Wednesday was just another day on Wall Street in this exceptionally energetic earnings season. Apple reported outstanding numbers and stocks soared on a wave of unbridled optimism.

It's becoming so routine to the point of boredom, just watching everything go up, up, up all the time, day after day, la dee da...

If you're in the right stocks it's a marvelous time to be invested. The question is why, if all is so damn wonderful in the world of high finance and corporate profitability, did only 22% of respondents to a new NBC/Wall St. Journal poll say that America was moving in the right direction. There seems to be a high level of dissatisfaction afoot, but none of it could be found on Wall Street.

Still, the mood of the public raises an interesting question. Are these anonymous poll respondents seeing something we're missing? Are the profits on Wall Street more fleeting and illusory than we have been led to believe? Or are the investment returns isolated to an emerging, small class of wealthy individuals who reap most of the gain from soaring stocks?
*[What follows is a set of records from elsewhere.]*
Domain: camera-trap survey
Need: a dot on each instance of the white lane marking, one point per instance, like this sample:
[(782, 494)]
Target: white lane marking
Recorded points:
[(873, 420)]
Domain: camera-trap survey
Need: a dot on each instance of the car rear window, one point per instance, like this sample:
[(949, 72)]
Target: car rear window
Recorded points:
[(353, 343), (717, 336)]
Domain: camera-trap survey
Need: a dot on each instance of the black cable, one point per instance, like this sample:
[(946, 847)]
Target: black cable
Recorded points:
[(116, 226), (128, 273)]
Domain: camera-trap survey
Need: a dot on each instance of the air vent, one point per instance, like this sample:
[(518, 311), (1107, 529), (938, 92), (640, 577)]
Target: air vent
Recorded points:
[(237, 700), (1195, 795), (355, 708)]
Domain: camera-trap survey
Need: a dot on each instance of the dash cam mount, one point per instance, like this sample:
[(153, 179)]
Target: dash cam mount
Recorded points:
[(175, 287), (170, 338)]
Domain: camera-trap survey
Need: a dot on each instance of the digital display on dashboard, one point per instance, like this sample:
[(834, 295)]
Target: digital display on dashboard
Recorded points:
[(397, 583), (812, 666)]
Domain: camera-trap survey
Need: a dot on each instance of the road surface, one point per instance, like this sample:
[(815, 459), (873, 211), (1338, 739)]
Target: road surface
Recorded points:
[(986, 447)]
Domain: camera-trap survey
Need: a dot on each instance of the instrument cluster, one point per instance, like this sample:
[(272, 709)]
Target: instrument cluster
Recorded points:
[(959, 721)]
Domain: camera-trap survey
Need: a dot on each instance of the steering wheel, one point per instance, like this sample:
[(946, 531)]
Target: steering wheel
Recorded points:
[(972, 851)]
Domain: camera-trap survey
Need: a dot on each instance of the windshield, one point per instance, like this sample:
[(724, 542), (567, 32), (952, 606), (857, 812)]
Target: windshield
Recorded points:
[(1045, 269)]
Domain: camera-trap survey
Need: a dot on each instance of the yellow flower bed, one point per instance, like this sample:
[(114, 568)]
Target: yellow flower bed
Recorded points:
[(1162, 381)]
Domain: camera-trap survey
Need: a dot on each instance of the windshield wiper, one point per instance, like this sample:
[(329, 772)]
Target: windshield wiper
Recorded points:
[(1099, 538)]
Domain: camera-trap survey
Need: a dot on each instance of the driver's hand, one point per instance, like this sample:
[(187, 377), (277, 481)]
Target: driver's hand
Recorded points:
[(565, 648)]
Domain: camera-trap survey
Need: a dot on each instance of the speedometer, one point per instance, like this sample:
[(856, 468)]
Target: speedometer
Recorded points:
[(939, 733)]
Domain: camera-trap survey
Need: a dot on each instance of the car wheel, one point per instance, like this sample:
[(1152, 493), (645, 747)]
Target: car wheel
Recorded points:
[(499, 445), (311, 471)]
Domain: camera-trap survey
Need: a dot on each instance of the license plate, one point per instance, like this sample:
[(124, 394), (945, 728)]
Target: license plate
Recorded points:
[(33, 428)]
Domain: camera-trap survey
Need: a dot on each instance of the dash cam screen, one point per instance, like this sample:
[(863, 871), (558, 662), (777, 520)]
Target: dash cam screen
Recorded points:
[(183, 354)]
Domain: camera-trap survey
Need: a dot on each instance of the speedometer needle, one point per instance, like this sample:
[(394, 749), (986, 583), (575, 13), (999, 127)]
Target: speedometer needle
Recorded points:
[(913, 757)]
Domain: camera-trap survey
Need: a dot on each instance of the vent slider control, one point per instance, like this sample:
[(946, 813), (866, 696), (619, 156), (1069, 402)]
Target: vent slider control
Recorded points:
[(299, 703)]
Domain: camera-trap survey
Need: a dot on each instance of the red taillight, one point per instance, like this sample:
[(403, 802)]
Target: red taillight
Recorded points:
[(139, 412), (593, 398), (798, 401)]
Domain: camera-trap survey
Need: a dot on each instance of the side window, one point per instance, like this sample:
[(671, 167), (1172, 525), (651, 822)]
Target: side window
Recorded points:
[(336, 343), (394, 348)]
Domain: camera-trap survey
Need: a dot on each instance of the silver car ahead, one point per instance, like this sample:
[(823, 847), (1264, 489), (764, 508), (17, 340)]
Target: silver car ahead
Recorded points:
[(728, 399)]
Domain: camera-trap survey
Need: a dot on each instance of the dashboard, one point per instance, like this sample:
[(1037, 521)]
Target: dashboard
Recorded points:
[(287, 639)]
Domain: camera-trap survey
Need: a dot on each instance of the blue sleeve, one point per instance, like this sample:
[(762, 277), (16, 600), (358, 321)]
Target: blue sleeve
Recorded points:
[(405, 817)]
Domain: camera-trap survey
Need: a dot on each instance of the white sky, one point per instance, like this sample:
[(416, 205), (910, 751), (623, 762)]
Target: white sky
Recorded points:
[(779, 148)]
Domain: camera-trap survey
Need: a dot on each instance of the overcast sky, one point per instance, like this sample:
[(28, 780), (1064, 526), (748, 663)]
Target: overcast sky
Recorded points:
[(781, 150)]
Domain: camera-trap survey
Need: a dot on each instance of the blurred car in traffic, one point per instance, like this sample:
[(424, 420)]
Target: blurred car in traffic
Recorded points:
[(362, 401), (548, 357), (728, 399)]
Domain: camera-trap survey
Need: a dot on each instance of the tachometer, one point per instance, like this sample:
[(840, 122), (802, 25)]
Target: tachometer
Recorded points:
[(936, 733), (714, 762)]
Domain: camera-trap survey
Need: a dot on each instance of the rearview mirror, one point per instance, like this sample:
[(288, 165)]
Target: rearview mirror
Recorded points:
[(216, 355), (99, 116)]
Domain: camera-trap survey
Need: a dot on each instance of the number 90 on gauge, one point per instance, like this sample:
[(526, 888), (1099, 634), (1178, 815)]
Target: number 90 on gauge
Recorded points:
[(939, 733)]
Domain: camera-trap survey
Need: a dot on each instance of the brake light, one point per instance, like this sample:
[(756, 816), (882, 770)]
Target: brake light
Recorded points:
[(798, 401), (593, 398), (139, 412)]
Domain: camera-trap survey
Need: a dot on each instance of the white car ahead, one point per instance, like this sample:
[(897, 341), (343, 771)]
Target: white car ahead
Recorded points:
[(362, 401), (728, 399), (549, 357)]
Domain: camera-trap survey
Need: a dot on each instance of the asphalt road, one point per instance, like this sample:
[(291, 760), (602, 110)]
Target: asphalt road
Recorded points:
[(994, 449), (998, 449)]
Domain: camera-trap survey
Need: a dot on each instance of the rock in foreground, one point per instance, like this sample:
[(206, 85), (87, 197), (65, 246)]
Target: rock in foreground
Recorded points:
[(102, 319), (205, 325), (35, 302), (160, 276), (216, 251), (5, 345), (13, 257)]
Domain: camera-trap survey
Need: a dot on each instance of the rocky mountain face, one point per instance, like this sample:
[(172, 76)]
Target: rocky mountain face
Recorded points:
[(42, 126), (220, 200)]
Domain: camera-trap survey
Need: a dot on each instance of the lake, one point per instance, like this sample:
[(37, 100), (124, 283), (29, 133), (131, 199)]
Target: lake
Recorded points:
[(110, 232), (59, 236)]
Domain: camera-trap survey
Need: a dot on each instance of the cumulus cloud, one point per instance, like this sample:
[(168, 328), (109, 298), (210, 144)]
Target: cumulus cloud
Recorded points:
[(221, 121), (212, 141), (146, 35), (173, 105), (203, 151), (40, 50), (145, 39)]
Food for thought, which we're not going to bite on right now.

Dow 13,089.89 +135.95; NASDAQ 2,547.89 +23.35; S&P 500 1,495.42 +15.01; NYSE Composite 9,746.57 +98.07

Apple was the key driver for the day, reporting profits of $770 million, or 87 cents per share, up from $410 million, or 47 cents per share, in the year-ago period. The stock breached the $100 mark on the news, up 2.11 on the session. Analysts were looking for 64 cents per share, so they, like everyone else, were absolutely shocked at Apple's incredible performance.

Corporate news took precedence over the scourge of the street, crude oil, which jumped back up to $65.84/bbl., up $1.26 on the NY Mercantile Exchange. In what continues to be a counter-trade, gold and silver both lost ground again, though gold at $387.40 and silver at $13.90 are close to the higher end of the range. There may be some consolidation at this level, anticipating a break out. However, there have been a number of false flags like this, so it could just turn out to be more of the same as no catalyst seems capable of taking the metals to new highs.

Speaking of new highs, there were an astounding 602 of them, versus only 69 new lows, the bulk of those on the NASDAQ.

Volume was exceptionally strong, one of the top 5 volume days this year and advancing issues drubbed decliners by nearly a 2-1 margin.

The question for tomorrow and the succeeding sessions leading up to the May 9 FOMC meeting is, how high is up?